The prospect of Deputy President Cyril Ramaphosa becoming president of the ANC in 2017 was among several unsettling factors that caused some members of the SA Communist Party (SACP) to push for the SACP to consider contesting elections on its own.
Ordinary members of the SACP this week lobbied strongly for the party to end its reliance on the ANC to govern.
But the final resolution announced by party leaders was a mild one – they only committed to establishing a committee to assess the party’s power and electoral options.
SACP deputy secretary Jeremy Cronin said the move to establish the committee was part of how the party constantly evaluated its power and influence.
“We have resolved that the SACP stance towards electoral politics will be evaluated in an ongoing manner in the context of our wider, medium-term vision to build a working class hegemony,” he said.
SACP general secretary Blade Nzimande said much emphasis was being placed on getting the alliance to function properly.
At least three senior leaders who spoke to City Press said the election issue had become a raging debate at the party’s special national congress, which ended yesterday.
It was a source of great discomfort to SACP leaders, who believed it was not the right time to lock horns with its ally, the governing ANC.
Members who wanted to contest elections said Ramaphosa was not to be trusted and needed to be viewed as a “capitalist”.
There was also concern that, if he took over, the SACP could be sidelined and relations would be strained, as had been the case when former president Thabo Mbeki was in power.
“The idea of 2019 is premised on the fact that we need to check exactly how Cyril intends to deal with the SACP. Will we enjoy cordial relations, as is the case under [President Jacob] Zuma?” asked a provincial leader.
“Zuma has been very good to the SACP. Our members have been deployed in government.
“Will he retain our members? Even if we don’t win the debate now, we must still scrutinise him leading up to 2019 and take drastic decisions if needs be.”
The five-day SACP special congress was held at the University of Johannesburg in Soweto and ended yesterday.
Nzimande and chairperson Senzeni Zokwana warned at the start of the congress that individual irritations with the ANC should not lead to the radical step of the SACP contesting elections on its own.
Since President Zuma took over in 2009, many SACP members have taken up prominent positions in government.
This is seen as his way of appeasing his allies to maintain the unity of the alliance.
The SACP senior leadership in government consists of Nzimande as higher education minister, Public Works Minister Thulas Nxesi and his deputy Cronin, Zokwana as minister of agriculture and former Young Communist League (YCL) national secretary Buti Manamela, who is now deputy minister in the presidency.

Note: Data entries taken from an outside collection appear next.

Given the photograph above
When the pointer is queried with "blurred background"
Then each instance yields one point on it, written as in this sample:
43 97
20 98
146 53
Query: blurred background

The two provinces that led the debate on the need for the SACP to contest state power were Mpumalanga and KwaZulu-Natal, supported by the YCL.
KwaZulu-Natal is the biggest provincial structure, with 60 000 members.
The provincial leadership of Mpumalanga said it carried a mandate from delegates who had resolved at their recent congress not to campaign for the ANC.
Since the start of this year, it has boycotted all ANC meetings and activities because of ongoing tensions.
They have escalated to a point where ANC members attacked SACP members earlier this year.
Others opposed to the idea argued that contesting elections would split the ANC vote and could easily see the opposition taking power.
The growth in SACP membership is said to have also boosted the confidence of some members, who said that if the ANC could grow from 60 000 members in 1994 to more than 1 million now, so could the SACP.
The party this week reported that it had at least 225 000 members.
Cosatu president Sdumo Dlamini said the debate was a result of a number of frustrations on the ground, but it was also about how the party influenced the state.
“Whatever approach you take, you have to move with the majority of the population.
“The ANC is still capable of amassing the majority of our people,” he said.
“How many people will vote for you if you wake up and declare that South Africa is a socialist state?” asked Dlamini.
“The ANC will still remain dominant. South Africans with their problems will still vote for the ANC.”